The paper tackles locating geological resources, notably lithium, by mining domain-specific texts with NLP using GloVe embeddings trained on British Columbia Geology data. It evaluates four dimensionality reduction methods—PCA, Autoencoder, VAE, and VAE-LSTM—to map high-dimensional embeddings into a 2D latent space and identify semantically related cities, validated against known lithium mines via cosine similarity and haversine distance. Results show non-linear approaches, especially Autoencoder, provide the strongest spatial alignment to actual deposits, outperforming linear PCA and other nonlinear variants in this setting. The study demonstrates that combining geoscience text mining with advanced dimensionality reduction can yield meaningful geospatial insights and suggests avenues for refinement, such as disambiguating city names and integrating additional geographic cues to broaden applicability.

Abstract

This research explores the use of Natural Language Processing (NLP) techniques to locate geological resources, with a specific focus on industrial minerals. By using word embeddings trained with the GloVe model, we extract semantic relationships between target keywords and a corpus of geological texts. The text is filtered to retain only words with geographical significance, such as city names, which are then ranked by their cosine similarity to the target keyword. Dimensional reduction techniques, including Principal Component Analysis (PCA), Autoencoder, Variational Autoencoder (VAE), and VAE with Long Short-Term Memory (VAE-LSTM), are applied to enhance feature extraction and improve the accuracy of semantic relations.
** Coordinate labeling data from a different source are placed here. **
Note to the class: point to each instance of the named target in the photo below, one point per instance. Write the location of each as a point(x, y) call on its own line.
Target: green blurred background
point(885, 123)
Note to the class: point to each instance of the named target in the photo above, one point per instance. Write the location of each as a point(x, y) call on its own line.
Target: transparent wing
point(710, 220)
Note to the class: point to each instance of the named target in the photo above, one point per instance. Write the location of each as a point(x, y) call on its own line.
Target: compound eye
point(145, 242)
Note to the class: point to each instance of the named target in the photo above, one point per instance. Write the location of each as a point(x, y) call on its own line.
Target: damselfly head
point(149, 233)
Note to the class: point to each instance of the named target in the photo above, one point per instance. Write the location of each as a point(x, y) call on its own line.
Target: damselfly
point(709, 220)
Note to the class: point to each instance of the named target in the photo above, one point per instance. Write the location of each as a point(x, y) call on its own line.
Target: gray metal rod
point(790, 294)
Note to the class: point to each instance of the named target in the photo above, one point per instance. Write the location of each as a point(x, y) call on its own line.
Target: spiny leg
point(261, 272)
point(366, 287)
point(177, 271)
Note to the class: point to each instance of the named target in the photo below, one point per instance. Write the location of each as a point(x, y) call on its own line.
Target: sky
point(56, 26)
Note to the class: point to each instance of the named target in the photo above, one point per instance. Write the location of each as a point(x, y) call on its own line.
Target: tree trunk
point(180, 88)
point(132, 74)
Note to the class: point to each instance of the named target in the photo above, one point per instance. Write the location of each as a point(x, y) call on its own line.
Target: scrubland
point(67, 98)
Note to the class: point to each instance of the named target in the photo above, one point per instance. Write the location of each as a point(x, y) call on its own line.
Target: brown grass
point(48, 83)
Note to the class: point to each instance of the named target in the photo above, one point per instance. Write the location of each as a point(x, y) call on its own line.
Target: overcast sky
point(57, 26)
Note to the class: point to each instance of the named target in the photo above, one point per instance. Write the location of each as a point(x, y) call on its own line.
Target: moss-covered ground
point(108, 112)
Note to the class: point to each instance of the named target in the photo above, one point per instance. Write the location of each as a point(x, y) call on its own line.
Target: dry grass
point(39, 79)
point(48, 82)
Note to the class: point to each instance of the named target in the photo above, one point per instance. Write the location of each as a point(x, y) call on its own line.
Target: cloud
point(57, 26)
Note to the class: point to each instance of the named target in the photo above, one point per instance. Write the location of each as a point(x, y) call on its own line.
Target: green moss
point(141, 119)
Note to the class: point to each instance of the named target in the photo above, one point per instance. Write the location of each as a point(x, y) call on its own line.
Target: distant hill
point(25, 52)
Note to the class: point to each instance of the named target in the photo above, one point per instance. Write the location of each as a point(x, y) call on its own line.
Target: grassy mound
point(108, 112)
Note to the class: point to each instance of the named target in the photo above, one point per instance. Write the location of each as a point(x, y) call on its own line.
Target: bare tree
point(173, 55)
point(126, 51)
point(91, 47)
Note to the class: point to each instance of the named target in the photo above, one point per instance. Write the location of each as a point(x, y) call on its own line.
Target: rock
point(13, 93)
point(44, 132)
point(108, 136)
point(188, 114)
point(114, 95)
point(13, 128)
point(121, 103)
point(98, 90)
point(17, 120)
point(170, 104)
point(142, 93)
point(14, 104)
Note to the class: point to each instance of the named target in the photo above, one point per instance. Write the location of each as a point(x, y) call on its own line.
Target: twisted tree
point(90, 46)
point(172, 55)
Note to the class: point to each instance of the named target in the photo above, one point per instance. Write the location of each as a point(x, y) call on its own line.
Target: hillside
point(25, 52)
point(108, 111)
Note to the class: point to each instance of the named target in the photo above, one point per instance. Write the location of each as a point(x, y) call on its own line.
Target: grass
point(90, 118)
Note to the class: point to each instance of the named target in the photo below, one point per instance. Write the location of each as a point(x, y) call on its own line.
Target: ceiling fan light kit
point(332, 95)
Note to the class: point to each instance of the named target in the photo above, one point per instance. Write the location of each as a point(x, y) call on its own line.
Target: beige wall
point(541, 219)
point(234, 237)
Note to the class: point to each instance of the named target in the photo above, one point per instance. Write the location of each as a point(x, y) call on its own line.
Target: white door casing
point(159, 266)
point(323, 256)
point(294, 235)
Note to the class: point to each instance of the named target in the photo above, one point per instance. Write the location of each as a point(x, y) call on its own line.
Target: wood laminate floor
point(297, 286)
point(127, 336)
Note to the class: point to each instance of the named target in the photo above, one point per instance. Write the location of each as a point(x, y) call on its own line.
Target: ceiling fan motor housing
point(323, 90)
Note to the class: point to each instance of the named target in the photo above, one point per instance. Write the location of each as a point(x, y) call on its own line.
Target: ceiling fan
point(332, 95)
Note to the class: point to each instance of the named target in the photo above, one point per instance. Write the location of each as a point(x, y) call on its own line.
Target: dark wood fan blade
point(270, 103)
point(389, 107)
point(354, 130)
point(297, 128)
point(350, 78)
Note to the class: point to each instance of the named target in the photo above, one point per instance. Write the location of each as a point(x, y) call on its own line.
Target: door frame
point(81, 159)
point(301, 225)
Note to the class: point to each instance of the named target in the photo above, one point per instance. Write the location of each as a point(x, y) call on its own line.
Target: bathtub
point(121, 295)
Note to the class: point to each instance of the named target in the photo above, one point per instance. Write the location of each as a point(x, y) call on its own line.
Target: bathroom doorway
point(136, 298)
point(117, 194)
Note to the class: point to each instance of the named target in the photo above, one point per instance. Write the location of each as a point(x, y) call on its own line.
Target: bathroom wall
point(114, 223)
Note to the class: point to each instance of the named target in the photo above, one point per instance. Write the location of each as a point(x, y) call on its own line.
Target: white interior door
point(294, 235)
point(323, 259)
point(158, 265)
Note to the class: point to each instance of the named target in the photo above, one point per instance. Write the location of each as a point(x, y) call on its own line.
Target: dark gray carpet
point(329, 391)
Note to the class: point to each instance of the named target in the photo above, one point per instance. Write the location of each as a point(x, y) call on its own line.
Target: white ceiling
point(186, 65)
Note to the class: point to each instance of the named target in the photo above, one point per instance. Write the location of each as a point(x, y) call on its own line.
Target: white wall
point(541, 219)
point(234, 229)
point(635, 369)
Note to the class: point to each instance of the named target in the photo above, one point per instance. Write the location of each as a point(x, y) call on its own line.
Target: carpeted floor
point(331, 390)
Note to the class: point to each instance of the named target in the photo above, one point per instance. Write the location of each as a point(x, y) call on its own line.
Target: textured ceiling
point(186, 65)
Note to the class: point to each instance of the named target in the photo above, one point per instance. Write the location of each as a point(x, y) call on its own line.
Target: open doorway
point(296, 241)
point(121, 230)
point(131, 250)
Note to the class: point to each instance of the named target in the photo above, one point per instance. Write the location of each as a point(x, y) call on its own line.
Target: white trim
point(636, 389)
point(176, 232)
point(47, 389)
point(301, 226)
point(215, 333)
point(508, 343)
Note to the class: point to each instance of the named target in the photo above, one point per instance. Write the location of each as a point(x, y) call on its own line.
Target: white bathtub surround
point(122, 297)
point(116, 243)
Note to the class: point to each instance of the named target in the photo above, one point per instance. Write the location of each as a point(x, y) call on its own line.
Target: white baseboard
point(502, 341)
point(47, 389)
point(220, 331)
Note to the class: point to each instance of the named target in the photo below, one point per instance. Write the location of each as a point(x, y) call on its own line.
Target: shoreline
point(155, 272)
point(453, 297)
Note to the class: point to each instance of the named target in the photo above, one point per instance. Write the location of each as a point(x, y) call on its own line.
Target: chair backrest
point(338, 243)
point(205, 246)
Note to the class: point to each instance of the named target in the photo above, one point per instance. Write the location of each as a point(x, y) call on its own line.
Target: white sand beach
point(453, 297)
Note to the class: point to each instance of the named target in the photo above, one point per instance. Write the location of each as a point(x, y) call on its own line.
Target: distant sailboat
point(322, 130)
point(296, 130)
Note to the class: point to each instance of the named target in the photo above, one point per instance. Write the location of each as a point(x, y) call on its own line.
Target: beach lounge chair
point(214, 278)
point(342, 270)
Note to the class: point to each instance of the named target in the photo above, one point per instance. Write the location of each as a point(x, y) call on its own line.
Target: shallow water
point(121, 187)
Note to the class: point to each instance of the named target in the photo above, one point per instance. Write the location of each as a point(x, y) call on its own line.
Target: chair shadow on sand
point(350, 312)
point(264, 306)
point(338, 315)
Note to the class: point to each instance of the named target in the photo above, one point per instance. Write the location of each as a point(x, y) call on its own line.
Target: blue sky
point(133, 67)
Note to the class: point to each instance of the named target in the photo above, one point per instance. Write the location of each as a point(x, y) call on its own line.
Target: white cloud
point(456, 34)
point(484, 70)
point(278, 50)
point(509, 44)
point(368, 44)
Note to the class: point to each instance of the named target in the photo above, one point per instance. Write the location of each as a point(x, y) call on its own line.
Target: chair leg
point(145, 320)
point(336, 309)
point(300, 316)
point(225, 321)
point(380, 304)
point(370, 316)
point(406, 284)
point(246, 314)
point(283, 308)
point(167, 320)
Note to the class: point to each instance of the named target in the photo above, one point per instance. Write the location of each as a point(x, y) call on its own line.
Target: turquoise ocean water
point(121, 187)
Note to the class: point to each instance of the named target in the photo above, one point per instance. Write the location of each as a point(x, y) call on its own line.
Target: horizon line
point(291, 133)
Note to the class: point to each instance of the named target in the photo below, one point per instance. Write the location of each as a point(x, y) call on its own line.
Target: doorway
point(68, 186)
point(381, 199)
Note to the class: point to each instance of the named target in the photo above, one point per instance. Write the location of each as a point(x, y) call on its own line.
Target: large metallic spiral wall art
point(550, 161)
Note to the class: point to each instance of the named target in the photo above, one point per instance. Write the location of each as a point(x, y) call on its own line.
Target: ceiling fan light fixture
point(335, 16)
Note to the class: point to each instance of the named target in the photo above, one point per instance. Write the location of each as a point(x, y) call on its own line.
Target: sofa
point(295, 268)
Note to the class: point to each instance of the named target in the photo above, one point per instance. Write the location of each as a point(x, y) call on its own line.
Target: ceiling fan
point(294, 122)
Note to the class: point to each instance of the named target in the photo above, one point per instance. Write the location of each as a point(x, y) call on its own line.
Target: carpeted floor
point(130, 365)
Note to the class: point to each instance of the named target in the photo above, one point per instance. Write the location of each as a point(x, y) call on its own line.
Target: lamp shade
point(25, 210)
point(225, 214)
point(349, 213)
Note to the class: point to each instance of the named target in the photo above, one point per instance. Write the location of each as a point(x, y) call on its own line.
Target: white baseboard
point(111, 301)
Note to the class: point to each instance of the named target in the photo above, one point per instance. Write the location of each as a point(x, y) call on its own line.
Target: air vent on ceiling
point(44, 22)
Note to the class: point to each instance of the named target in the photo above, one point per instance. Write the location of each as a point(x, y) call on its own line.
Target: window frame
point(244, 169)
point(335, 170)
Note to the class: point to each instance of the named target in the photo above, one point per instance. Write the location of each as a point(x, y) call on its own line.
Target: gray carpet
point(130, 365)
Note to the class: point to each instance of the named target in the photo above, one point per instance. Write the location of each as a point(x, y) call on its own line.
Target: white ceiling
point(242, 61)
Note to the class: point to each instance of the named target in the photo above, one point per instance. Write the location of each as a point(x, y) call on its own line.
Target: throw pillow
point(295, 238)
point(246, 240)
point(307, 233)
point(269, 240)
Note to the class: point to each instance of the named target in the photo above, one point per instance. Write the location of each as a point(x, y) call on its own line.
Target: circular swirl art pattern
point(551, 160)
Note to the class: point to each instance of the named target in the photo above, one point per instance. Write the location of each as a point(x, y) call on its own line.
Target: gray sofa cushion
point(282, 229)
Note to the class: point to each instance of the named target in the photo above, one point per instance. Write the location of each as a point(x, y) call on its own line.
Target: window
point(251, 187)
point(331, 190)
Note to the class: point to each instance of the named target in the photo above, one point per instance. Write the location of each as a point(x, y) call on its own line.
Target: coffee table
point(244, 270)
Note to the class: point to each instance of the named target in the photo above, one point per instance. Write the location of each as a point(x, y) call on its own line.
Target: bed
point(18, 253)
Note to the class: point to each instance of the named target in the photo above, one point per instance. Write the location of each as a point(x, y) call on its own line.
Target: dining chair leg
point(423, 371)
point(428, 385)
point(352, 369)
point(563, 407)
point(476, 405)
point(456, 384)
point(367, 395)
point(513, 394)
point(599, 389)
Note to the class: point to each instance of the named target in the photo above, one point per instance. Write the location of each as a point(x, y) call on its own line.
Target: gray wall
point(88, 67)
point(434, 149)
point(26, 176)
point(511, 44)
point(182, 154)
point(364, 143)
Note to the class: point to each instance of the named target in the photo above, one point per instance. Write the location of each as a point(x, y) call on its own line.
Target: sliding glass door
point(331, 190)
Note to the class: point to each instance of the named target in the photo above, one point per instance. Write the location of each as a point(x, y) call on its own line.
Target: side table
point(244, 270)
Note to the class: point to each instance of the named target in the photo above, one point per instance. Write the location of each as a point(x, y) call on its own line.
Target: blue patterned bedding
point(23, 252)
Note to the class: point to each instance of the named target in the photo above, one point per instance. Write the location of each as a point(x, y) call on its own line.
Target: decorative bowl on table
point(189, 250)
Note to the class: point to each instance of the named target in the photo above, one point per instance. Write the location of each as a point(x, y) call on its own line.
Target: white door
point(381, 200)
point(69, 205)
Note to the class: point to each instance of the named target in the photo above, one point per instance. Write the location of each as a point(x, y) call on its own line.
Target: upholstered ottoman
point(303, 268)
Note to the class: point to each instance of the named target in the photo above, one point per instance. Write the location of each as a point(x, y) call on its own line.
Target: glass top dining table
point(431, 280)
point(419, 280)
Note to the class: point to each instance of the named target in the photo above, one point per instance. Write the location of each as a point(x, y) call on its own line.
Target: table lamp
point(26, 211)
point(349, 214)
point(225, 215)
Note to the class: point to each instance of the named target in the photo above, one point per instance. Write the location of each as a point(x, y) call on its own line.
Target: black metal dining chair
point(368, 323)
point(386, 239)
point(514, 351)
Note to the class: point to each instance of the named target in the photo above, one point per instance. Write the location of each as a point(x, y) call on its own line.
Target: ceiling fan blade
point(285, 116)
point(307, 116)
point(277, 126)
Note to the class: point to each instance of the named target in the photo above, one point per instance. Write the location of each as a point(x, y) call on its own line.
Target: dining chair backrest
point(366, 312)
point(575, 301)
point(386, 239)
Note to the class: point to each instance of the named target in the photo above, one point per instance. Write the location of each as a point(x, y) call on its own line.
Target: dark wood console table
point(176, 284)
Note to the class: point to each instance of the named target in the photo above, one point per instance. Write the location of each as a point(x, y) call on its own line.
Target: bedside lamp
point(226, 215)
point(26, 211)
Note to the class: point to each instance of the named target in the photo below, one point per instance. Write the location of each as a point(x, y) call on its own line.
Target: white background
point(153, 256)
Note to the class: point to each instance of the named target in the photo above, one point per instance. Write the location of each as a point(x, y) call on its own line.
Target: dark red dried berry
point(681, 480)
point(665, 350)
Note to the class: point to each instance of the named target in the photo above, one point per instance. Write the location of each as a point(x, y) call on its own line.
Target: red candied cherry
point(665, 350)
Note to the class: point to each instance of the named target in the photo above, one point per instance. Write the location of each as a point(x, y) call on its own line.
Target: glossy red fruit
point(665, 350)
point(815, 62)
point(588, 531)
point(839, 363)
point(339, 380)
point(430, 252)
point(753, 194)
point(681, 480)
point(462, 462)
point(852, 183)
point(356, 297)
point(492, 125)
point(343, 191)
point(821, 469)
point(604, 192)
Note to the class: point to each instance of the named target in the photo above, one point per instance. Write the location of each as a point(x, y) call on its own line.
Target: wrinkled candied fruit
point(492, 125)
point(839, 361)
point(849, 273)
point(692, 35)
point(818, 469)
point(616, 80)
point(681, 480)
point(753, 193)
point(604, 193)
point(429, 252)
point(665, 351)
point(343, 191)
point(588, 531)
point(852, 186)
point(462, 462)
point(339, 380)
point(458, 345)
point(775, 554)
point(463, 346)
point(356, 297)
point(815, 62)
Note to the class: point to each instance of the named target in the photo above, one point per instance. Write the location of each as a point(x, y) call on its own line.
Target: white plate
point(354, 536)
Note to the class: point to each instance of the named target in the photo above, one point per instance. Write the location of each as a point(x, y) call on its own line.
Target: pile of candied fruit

For benchmarking, we calculate the proximity between the ten cities most semantically related to the target keyword and identified mine locations using the haversine equation. The results demonstrate that combining NLP with dimensional reduction techniques provides meaningful insights into the spatial distribution of natural resources. Although the result shows to be in the same region as the supposed location, the accuracy has room for improvement.

Figures (4)

• Figure 1: Map of lithium mines in the world, surveyed by British Geological Survey (BGS).
• Figure 2: Overview of the methodology. Starting from pre-processing the text into tokens of text which will be used to train GloVe allowing them to be represented using word embeddings. These embeddings will be transformed based on dimensionality reduction techniques to filter the insignificant features. The correlation between the keyword and other words will be calculated using cosine similarity into scores which will indicate the locational significance word that will be used to predict the location of the selected keyword.
• Figure 3: Graphical representation of the Autoencoder.
• Figure 4: The figure presents a comparative analysis of five dimensionality reduction techniques—No Reduction, PCA, Autoencoder, VAE, and VAE-LSTM—evaluated through the haversine benchmark. Each method is represented by a world map projection displaying cities selected based on cosine similarity to the keyword "lithium." Cities are plotted as blue dots relative to actual lithium mine locations represented as red dots, which act as a reference for spatial accuracy. The \ref{['tab:rmse_error']} summarizes the prediction error for each technique to provide a quantitative measure of distance accuracy.